Don't say you don't know much about them. If they're your grandparents, you should know a great deal about their abilities, likes, dislikes, and interests. If they live a great distance from you, contact should be made more than once a year. A few phone calls, now and then, could keep you abreast about what they're doing, and what's happening in their lives.
Many times, people ponder and shop in depth to find the perfect gift for a co-worker or friend. The energy and thoughtfulness set forth on gift giving outside the family, sometimes, seem to be more important than getting a gift for grandparents. Often the most elaborately wrapped, most expensive, and thoughtful gifts are presented to friends or employers.
Some of the worst Christmas gifts given to grandparents include:
Cookbooks: Unless they are avid chefs or entertain often, most likely they already have more than enough recipes.
Romantic Getaway Subscriptions: It's doubtful exotic sex-filled weekend rendezvous are in their top 10 list of things to do.
Funky Ties: A gift of ties will not get oohs and aahs from most men, let alone your grandfather. Besides, most retirees enjoy the casual life, and this does not include dressing for corporate success.
Sexy Lingerie: Probably see-thru bras, rhinestone-studded thongs and feathered high-heeled slippers are not on your grandmother's wish list. Hey, she's already been there and did that scene!
Pets: Unless a pet is specifically requested, don't assume they would enjoy a puppy or kitten. Granted, most everyone loves animals, but puppies chew, and kittens scratch.
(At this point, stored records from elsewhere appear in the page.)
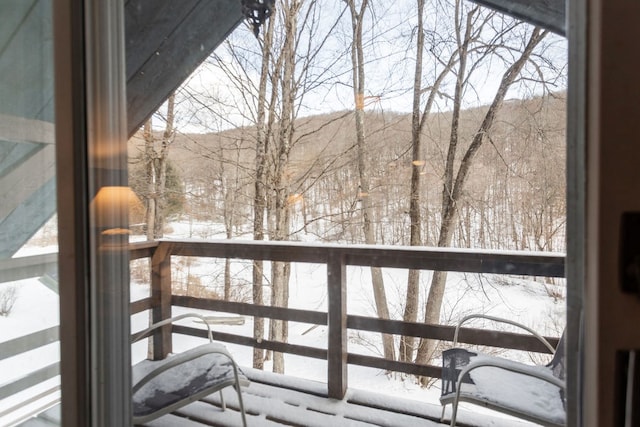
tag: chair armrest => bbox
[456,356,565,393]
[131,313,213,344]
[132,343,239,394]
[453,314,556,353]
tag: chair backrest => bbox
[547,331,566,380]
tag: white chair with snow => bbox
[440,314,566,426]
[132,313,249,427]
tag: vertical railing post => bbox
[149,242,172,360]
[327,251,347,399]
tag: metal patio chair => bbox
[440,314,566,426]
[132,313,249,427]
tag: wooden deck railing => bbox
[131,240,564,399]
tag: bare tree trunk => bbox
[252,10,274,369]
[153,92,176,239]
[143,119,156,240]
[271,0,302,373]
[399,0,424,362]
[416,25,547,378]
[346,0,395,360]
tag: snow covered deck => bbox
[21,368,530,427]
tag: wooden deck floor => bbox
[21,370,521,427]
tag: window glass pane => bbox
[127,0,567,422]
[0,0,60,425]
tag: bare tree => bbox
[345,0,395,360]
[416,1,547,374]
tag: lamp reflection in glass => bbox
[89,186,144,235]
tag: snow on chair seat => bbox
[440,315,566,426]
[132,314,249,426]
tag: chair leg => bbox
[218,390,227,411]
[449,399,458,427]
[236,383,247,427]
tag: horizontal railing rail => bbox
[131,240,564,398]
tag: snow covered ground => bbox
[0,222,565,425]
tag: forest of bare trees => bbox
[131,0,566,382]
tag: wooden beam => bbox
[464,0,567,37]
[125,0,242,136]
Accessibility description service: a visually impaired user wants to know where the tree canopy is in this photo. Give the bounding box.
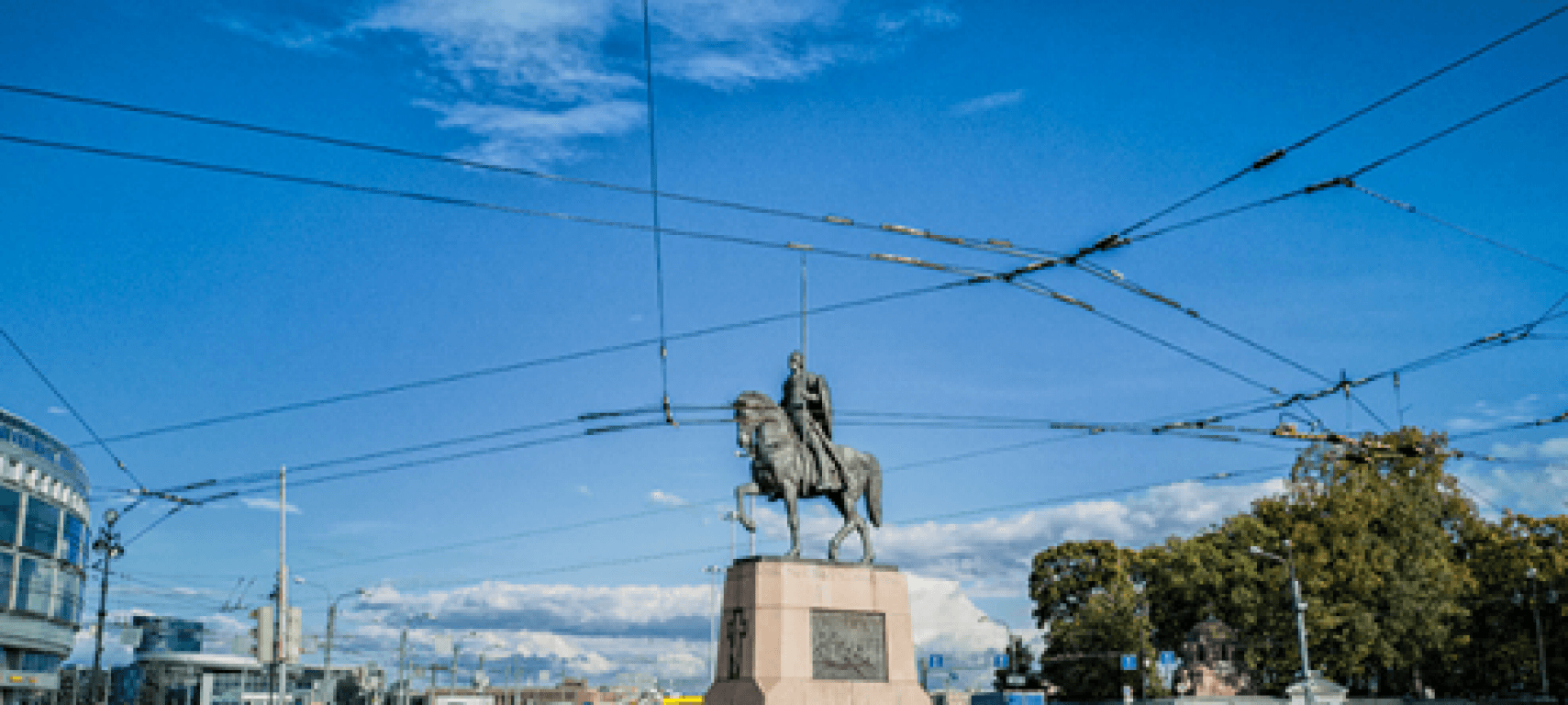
[1029,429,1568,697]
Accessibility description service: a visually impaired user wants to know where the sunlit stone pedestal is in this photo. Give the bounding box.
[704,556,931,705]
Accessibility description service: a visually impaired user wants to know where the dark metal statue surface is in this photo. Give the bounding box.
[732,352,881,564]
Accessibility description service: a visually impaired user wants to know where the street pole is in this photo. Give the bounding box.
[396,626,407,705]
[1524,566,1552,696]
[703,565,725,683]
[93,509,126,705]
[1284,539,1316,705]
[272,464,292,705]
[1251,539,1318,705]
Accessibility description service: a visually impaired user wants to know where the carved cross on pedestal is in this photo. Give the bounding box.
[725,608,746,680]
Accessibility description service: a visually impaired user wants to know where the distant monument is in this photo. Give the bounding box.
[1176,617,1254,696]
[704,352,931,705]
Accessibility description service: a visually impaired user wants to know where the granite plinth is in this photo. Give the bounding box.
[704,556,931,705]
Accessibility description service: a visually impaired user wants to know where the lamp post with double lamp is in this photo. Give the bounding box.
[1251,539,1316,705]
[295,575,370,699]
[1524,566,1552,696]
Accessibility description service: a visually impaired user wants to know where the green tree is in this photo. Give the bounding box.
[1029,542,1163,697]
[1453,512,1568,699]
[1030,429,1505,697]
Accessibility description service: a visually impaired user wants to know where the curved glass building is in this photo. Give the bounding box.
[0,409,88,705]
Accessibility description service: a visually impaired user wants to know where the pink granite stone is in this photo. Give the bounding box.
[704,557,929,705]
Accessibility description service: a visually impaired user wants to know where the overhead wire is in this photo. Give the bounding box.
[76,281,969,442]
[1353,184,1568,274]
[1075,263,1387,431]
[1029,5,1568,258]
[0,5,1568,270]
[0,327,148,488]
[1344,73,1568,185]
[0,133,1003,276]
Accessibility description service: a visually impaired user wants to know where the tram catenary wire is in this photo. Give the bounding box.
[140,301,1568,502]
[0,5,1568,263]
[0,327,148,488]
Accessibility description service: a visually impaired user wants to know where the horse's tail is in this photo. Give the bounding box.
[861,453,881,528]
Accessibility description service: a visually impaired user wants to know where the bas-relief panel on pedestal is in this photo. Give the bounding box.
[811,610,887,683]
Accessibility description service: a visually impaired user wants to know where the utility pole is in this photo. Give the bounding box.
[1252,540,1310,705]
[396,626,407,705]
[93,509,126,705]
[274,464,294,705]
[703,565,725,683]
[1524,566,1552,696]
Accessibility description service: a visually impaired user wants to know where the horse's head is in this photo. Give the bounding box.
[730,391,779,455]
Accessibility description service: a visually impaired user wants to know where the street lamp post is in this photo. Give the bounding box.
[295,575,370,700]
[703,565,725,683]
[93,509,126,705]
[1524,566,1552,696]
[1251,539,1316,705]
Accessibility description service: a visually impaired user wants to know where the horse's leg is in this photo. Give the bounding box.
[843,457,876,565]
[828,491,853,561]
[736,482,762,534]
[784,486,800,557]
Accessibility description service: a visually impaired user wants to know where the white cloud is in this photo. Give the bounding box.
[1451,437,1568,515]
[1449,394,1541,431]
[239,498,299,513]
[740,480,1284,597]
[951,88,1027,115]
[235,0,958,168]
[359,581,710,639]
[648,490,692,507]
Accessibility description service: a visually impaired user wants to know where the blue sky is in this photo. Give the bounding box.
[0,0,1568,690]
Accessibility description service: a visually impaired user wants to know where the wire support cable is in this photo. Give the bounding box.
[1166,306,1568,429]
[0,3,1568,266]
[1345,68,1568,179]
[1453,411,1568,440]
[1011,274,1284,396]
[1074,263,1389,431]
[0,328,148,488]
[79,281,969,445]
[0,84,1037,259]
[1351,184,1568,274]
[0,133,986,276]
[1113,5,1568,237]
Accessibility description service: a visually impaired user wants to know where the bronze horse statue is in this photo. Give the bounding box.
[730,391,881,564]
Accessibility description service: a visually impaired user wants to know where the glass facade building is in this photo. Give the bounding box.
[0,409,88,703]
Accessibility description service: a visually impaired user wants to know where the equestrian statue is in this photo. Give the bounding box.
[730,350,881,564]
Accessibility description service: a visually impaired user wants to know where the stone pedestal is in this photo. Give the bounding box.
[704,556,931,705]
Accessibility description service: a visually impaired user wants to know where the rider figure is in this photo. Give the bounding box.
[783,350,843,490]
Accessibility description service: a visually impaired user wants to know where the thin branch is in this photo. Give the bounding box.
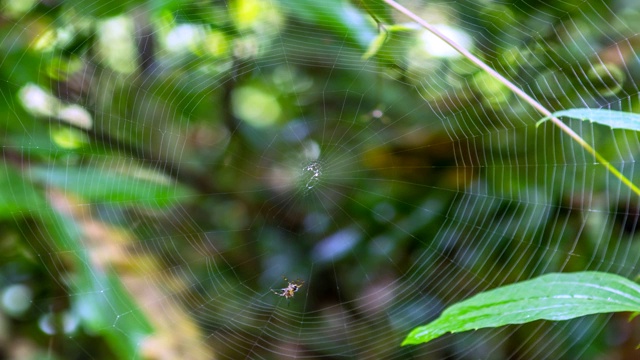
[384,0,640,196]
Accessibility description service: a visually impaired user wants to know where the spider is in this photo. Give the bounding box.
[271,276,304,300]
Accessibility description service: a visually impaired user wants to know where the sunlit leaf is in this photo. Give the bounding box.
[402,272,640,345]
[536,108,640,131]
[362,30,388,60]
[31,167,191,206]
[40,211,154,359]
[0,163,45,218]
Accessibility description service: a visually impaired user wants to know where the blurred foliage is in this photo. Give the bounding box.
[0,0,640,359]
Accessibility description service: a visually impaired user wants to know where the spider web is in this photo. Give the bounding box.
[0,0,640,359]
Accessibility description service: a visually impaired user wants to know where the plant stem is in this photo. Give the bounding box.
[384,0,640,196]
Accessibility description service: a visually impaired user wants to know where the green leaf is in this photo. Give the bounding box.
[0,163,46,219]
[362,28,389,60]
[280,0,376,49]
[64,0,142,18]
[355,0,394,24]
[536,108,640,131]
[37,210,155,359]
[30,167,191,206]
[402,272,640,345]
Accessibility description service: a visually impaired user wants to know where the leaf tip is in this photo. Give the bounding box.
[536,116,551,127]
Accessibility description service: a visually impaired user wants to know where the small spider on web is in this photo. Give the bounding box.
[271,276,304,302]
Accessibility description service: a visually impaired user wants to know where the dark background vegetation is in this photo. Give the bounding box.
[0,0,640,359]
The stress of housebreaking or risk of the animal getting caught underfoot could cause grandparents to fall, break bones, or suffer permanent injuries.
Video Games: Neither grandparent is likely to get excited about shoot-em-up war games, wicked villain-filled castles, or child-like racing games. They might not be computer savvy and, for them, pinball, space monsters, or bionic creatures have long by the wayside many years ago.
Candy and Nuts: Cute metal boxes stacked into towering monstrosities are probably not desired. They might be unable to chew things like caramel, popcorn, taffy, or nuts. Or, they might have diet restrictions.
A Set of Fake Nails: Although a manicure or pedicure is a wonderful experience, it's unlikely that a grandmother really cares whether her nails are purple, or embellished with artful decals or rhinestones.
Boxes of Fruit: Of course, fruit is a delightful taste bud treat, but boxes or baskets laden with a dozen or more fruits, can be more than two elderly people will or can consume. And, if they wanted an orange or banana, they can easily pick them up at the grocer.
Gag Gifts: Stay away from outlandish t-shirts imprinted with things like “stud muffin” or “sex goddess,” donkeys or other animals disguised as candy dispensers that poop candy when their tail is lifted, or singing fish! Any of these things would be cherished about as much as butt-rash!
Rock Climbing Lessons: Don't even suggest your grandfather really wants to rock climb, bungee jump, hang-glide, or hunt rattlesnakes. If he wanted to do these types of things, he would have, probably, before you came on the scene. Just because you think it would be fun, doesn't mean it's suitable for grandparents.